Tsitsi Hatendi-Matika – market analyst, Absa Wealth and Investment Management
“VAT has been a lever that the National Treasury refused to pull for years, likely because of its political consequences, but a 2% increase in VAT would create the much required cash.
"An increase in VAT is expected to signal government’s commitment to addressing the issue of fiscal slippage.
“An alternative to increasing VAT in a linear manner would be to remove the zero rating for VAT on fuel sales.

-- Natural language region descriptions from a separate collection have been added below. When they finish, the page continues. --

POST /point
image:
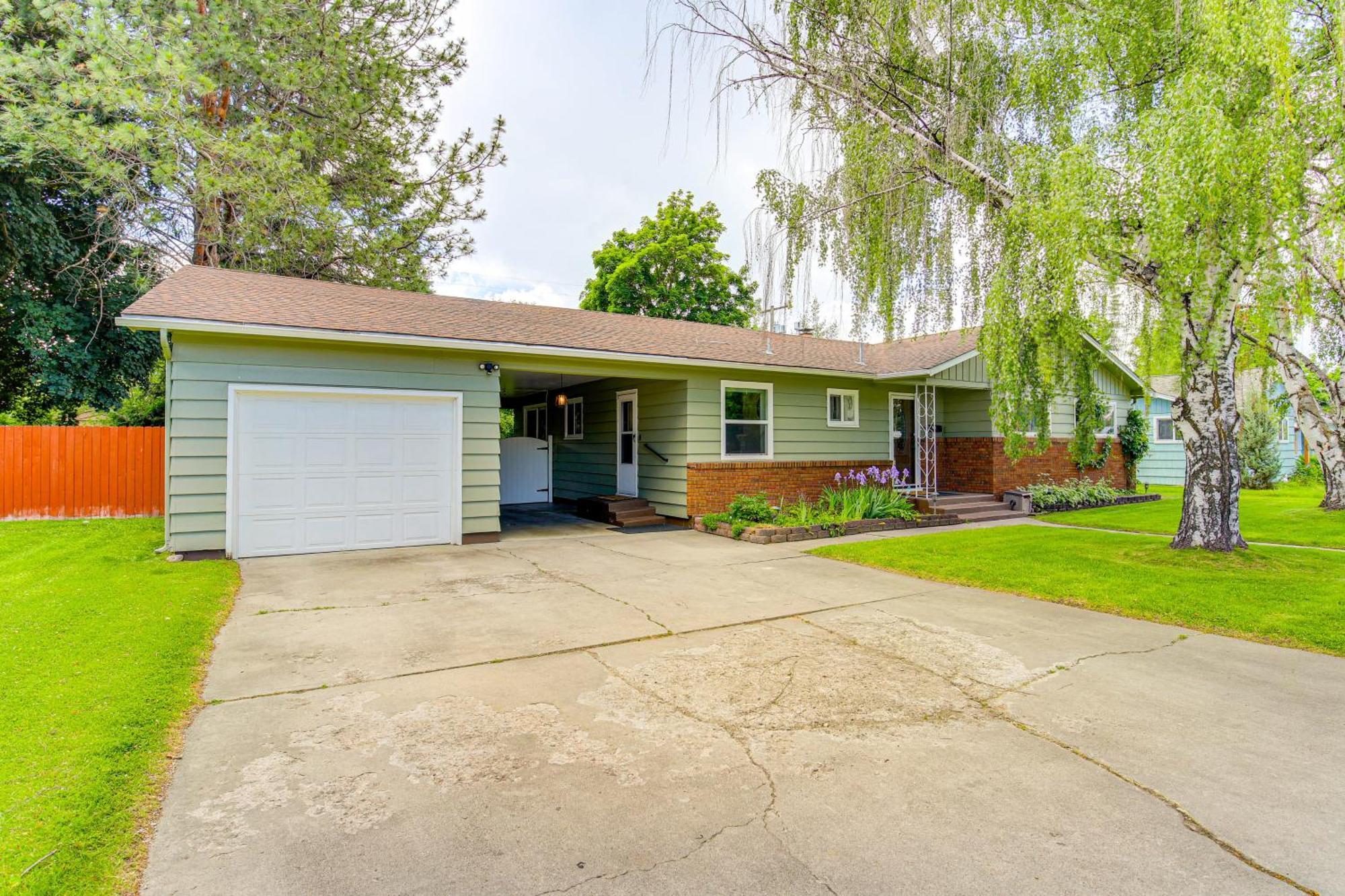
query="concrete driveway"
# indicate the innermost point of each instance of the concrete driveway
(679, 713)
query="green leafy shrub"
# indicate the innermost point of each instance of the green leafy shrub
(1135, 442)
(1071, 493)
(751, 509)
(1257, 446)
(1307, 473)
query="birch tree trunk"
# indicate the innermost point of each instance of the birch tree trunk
(1323, 428)
(1207, 413)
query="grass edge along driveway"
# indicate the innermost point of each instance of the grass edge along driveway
(1288, 514)
(1286, 596)
(103, 650)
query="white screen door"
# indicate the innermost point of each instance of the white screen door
(627, 444)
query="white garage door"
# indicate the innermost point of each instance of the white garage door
(342, 470)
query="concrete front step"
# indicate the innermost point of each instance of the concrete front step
(953, 501)
(985, 516)
(646, 520)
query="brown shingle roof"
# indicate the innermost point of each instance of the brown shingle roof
(243, 298)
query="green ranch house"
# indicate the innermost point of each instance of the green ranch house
(309, 416)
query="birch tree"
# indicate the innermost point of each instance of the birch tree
(1109, 158)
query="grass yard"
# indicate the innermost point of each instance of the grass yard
(1280, 595)
(102, 650)
(1285, 516)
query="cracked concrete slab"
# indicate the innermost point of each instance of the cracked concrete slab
(298, 650)
(1239, 733)
(934, 739)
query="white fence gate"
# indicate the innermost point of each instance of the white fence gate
(525, 470)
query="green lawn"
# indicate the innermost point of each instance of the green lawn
(1285, 516)
(102, 650)
(1280, 595)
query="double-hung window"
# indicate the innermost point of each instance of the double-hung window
(843, 407)
(746, 420)
(575, 419)
(1165, 430)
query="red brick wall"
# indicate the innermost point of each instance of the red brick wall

We anticipate that this could raise up to R18 billion.
"Given that this would increase the retail price of fuel, if not offset by a cut in the General Fuel Levy, this means that National Treasury would need to get creative around this for it to be palatable for consumers.”
Tracy Brophy – chairperson of the South African Institute of Chartered Accountants Tax Committee
“Even though the personal income tax taxpayer base is small (it is estimated that around 80% of personal income tax is being paid by 25% of the personal income tax taxpayers), it would appear that this base remains a popular target for tax increases despite it arguably having reached the point of diminishing returns.
"A way of targeting this base without adjusting the personal income rate any further is by increasing the existing so-called ‘wealth taxes’ – estate duty (20%), donations tax (20%) and capital gains tax (CGT) (40% inclusion rate resulting in an effective rate of 18% for the top bracket which are taxed at 45%).
“Even though the Davis Tax Committee has only recommended an increase in estate duty to 25% and an increase in the CGT inclusion rate for corporates (from 80% to 100%), there is nothing preventing an increase to 25% for both estate duty and donations tax and an increase in the inclusion rate for CGT to either 50% or 60% (taking the effective CGT top rate to 22.5% or 27%).”